Announcing the new Daiwa Scholars, Jason James, Director General of The Daiwa Anglo-Japanese Foundation, said:
“We held Zoom interviews on 5th March and selected four new recipients of Daiwa Scholarships in Japanese Studies (DSJS), which support postgraduate students in this field. One of the key criteria for DSJS is that they are expected to have reached a high standard in Japanese language, so part of the interview takes place in Japanese, which must be a daunting experience!
One of the successful candidates will be doing an MA in Arts Studies, but otherwise the focus this year was on history, including poor-relief activities by mediaeval Japanese religious institutions, Japan’s relations with other Asian countries during the Meiji period, and interwar influence on the Japanese Upper House from the British House of Lords. We look forward to supporting the four scholars and to hearing about the eventual conclusions of their research.”
You can see their profiles with photos via this link.
Three Scholars are pursuing courses in Japan. Lucy Fleming-Brown began an MA at Tokyo University of the Arts in April 2021, Dominic Veveris is pursuing a PhD at Tokyo Metropolitan University, and George Wollaston started an MA at Tokyo University in April 2021. Joel Littler embarked on a DPhil at Oxford University in September 2020.
About the scholars
Lucinda Fleming-Brown
Lucy completed a BA in Japanese Studies at the University of Oxford in 2018. As part of her degree, she spent a year at Kobe University, majoring in Art History. During her degree at Oxford, she took the Japanese Art Special Subject course, and her dissertation explored Japanese post-war photography. Since 2018, she has been working at Michael Hoppen Gallery in London as a Gallery Assistant/Japanese Art Specialist. She has been supporting the gallery’s specialism in Japanese photography by assisting with artist/foundation liaison, acquisitions, and research.

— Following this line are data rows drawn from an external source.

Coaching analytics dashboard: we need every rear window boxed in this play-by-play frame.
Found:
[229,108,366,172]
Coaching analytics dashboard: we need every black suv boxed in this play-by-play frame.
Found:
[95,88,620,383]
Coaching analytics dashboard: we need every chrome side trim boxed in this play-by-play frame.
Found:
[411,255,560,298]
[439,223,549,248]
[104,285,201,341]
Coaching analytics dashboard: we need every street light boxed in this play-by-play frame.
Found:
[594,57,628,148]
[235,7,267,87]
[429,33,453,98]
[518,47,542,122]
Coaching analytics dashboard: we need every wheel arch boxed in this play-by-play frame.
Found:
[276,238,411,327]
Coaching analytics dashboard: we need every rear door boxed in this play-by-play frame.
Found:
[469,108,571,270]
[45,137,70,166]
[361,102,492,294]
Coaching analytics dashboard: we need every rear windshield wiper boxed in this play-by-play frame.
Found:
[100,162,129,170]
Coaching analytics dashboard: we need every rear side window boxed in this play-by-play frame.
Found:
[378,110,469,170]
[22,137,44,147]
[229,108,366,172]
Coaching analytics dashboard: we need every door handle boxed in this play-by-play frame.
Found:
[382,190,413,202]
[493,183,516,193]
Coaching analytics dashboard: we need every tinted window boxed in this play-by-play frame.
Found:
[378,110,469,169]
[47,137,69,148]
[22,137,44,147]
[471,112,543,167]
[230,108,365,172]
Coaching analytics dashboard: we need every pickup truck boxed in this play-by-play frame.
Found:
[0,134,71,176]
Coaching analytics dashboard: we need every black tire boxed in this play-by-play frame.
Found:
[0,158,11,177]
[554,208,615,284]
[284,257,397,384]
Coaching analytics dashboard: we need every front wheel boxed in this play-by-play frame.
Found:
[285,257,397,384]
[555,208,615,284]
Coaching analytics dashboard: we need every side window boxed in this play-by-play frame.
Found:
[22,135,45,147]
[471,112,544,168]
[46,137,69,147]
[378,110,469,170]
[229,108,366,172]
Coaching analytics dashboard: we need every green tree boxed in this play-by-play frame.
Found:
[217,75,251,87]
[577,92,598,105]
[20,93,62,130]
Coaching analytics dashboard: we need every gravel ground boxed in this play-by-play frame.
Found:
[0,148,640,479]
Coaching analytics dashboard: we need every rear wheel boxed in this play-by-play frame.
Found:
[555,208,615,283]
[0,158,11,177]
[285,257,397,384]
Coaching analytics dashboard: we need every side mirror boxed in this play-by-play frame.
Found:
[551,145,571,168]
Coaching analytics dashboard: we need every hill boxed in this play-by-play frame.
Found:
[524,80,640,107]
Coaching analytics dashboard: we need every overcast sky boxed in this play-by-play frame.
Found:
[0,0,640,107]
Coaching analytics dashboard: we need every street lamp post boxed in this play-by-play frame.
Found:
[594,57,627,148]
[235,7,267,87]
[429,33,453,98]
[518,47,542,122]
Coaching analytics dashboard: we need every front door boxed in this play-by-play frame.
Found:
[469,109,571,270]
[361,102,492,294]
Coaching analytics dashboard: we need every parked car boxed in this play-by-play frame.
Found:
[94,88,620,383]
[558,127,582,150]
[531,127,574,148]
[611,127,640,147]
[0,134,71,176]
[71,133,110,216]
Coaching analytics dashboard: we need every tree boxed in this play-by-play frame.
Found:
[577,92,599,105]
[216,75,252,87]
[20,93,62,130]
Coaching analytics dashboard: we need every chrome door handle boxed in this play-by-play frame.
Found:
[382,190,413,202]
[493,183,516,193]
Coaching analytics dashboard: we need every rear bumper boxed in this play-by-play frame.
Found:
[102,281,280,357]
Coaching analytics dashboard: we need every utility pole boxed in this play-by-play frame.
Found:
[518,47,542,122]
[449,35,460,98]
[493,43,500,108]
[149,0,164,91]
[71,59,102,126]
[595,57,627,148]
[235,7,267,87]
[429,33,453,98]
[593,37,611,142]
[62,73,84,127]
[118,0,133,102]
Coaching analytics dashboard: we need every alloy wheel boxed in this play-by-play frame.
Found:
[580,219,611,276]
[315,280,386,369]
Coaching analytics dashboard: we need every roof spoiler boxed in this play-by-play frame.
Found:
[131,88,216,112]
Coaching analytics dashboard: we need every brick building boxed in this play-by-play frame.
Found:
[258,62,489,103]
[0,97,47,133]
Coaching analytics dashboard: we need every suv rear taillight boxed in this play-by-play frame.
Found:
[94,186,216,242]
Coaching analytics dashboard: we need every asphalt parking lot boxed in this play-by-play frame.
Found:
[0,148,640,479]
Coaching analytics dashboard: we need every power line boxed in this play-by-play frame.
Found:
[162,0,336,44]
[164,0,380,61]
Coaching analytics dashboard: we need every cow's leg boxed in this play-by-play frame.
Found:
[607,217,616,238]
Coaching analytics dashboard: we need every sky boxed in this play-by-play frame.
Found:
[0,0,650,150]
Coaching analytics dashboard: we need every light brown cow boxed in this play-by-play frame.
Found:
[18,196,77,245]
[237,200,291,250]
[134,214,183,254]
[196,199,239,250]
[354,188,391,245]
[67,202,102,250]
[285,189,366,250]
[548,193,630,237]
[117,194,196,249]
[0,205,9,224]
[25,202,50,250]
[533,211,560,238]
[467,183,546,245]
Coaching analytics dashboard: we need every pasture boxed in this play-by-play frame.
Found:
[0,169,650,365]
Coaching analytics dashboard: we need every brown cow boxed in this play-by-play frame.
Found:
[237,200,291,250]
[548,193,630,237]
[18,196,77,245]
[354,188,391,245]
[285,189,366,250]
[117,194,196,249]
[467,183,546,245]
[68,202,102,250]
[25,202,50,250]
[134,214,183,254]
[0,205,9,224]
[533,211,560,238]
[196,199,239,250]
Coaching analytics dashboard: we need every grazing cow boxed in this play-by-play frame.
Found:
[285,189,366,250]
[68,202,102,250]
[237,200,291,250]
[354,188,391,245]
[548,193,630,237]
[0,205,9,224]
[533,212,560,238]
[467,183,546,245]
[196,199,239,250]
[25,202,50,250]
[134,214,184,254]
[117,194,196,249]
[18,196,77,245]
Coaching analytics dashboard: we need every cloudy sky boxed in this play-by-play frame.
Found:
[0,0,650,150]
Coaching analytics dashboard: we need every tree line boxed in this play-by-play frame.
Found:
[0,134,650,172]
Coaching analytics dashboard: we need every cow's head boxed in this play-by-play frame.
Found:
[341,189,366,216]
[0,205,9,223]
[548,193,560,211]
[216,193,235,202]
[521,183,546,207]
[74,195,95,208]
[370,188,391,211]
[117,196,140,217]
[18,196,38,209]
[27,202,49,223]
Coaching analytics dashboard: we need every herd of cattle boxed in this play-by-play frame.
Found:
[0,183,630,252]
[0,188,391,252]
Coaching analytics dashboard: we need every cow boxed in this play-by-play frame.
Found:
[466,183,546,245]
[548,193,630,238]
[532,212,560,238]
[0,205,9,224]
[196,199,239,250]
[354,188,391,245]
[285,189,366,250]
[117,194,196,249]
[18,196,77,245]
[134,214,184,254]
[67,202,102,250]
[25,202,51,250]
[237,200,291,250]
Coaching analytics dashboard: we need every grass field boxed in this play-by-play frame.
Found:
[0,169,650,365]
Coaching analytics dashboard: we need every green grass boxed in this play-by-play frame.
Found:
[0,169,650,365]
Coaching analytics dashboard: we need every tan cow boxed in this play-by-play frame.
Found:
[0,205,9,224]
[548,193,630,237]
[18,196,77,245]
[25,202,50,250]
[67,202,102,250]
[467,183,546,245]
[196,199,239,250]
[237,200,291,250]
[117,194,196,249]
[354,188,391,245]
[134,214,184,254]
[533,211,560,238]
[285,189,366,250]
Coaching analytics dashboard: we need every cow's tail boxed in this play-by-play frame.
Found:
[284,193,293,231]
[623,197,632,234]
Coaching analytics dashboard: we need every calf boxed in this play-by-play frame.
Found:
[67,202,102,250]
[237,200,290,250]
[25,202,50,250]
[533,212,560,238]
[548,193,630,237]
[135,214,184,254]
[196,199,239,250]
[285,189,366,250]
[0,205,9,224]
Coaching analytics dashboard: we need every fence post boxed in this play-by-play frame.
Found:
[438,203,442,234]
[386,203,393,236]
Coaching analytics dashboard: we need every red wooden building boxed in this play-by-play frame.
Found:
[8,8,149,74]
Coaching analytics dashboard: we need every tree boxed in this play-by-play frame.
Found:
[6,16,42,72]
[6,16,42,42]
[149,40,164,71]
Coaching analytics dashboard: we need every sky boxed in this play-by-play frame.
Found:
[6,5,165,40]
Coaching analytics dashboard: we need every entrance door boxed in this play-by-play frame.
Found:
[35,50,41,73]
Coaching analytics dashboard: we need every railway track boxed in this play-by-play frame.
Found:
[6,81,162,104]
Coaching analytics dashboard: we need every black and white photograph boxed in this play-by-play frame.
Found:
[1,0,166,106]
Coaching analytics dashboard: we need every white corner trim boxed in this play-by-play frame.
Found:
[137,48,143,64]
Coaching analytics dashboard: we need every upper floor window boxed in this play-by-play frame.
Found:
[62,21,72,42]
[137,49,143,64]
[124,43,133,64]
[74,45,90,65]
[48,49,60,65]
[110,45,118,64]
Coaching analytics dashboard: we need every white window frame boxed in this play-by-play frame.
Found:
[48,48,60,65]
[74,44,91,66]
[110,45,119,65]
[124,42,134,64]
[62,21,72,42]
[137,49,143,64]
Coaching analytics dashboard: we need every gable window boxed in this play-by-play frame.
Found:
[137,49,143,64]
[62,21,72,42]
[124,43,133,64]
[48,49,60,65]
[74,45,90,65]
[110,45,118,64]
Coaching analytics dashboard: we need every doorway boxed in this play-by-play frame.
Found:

She began an MA in Arts Studies and Curatorial Practices at Tokyo University of the Arts in April 2021, studying under the supervision of Professor Yuko Hasegawa. She intends to focus on representations of Okinawa in the history of Japanese visual culture, with a focus on the role of photography.
Joel Littler
Joel completed a BA in Japanese Studies at the University of Sheffield in 2016. As part of his degree, he spent a year at the University of Tokyo. Following his BA, he completed an MSc in Modern Japanese Studies at Oxford in 2017. He went on to work as a lecturer at Thammasat University in Thailand for three years. It was while in Thailand that he started to develop his current DPhil project, which he began at the University of Oxford in October 2020 under the supervision of Professor Sho Konishi. While the opening of Japan to the wider world in 1868 is seen primarily as an opening to the West, Joel’s research project, ‘Mapping an Asian Revolutionary Space: Miyazaki Tōten’s Vision of Asia (1877 – 1922)’, looks at the understudied non-state, transnational relations between Japanese and Asian people. He pays particular attention to Japan’s intellectual links with Thailand in the late nineteenth century, since they were the only two uncolonised Asian countries.
Dominic Veveris
Dominic first visited Japan in autumn 2012. He decided to move to Tokyo in 2013 to begin his BA in History and Japan Studies at International Christian University. He finished his BA in 2017, and went on to complete an MA in Japanese Studies at Sophia University in Tokyo in 2020. His MA thesis was on ‘British House of Lords Reform and Interwar Japanese Discourses on House of Peers Reform’. Since September 2020, he has been continuing his research on Japanese House of Peers reform in the interwar period as a PhD student in Political Science at Tokyo Metropolitan University under the supervision of Professor Shin Satō. Although his research, focusing on the connection between the House of Peers and the British House of Lords, is primarily historical, he highlights its relevance as discussions on constitutional revision continue in Japan, while in the UK a definitive solution to the future of the House of Lords continues to be debated.
George Wollaston
George became interested in Japanese history as a teenager, inspired by a strategy computer game set in the Warring States period. Towards the end of 2014, he began learning Japanese online in the hopes that he would eventually be able to research Japanese history. He visited Japan for the first time in spring 2016 and went on to complete a BA in Japanese Studies at the University of Oxford in 2020. As part of his degree, he spent a year at Kobe University. In April 2021, he commenced an MA in Japanese History at Tokyo University under the supervision of Dr Akiko Mieda. His proposed research is an examination of the relationships that existed between religious institutions and marginalised peoples (the sick, the destitute, and those with physical disabilities), as well as other fringe groups in Japan between the eleventh and fourteenth centuries.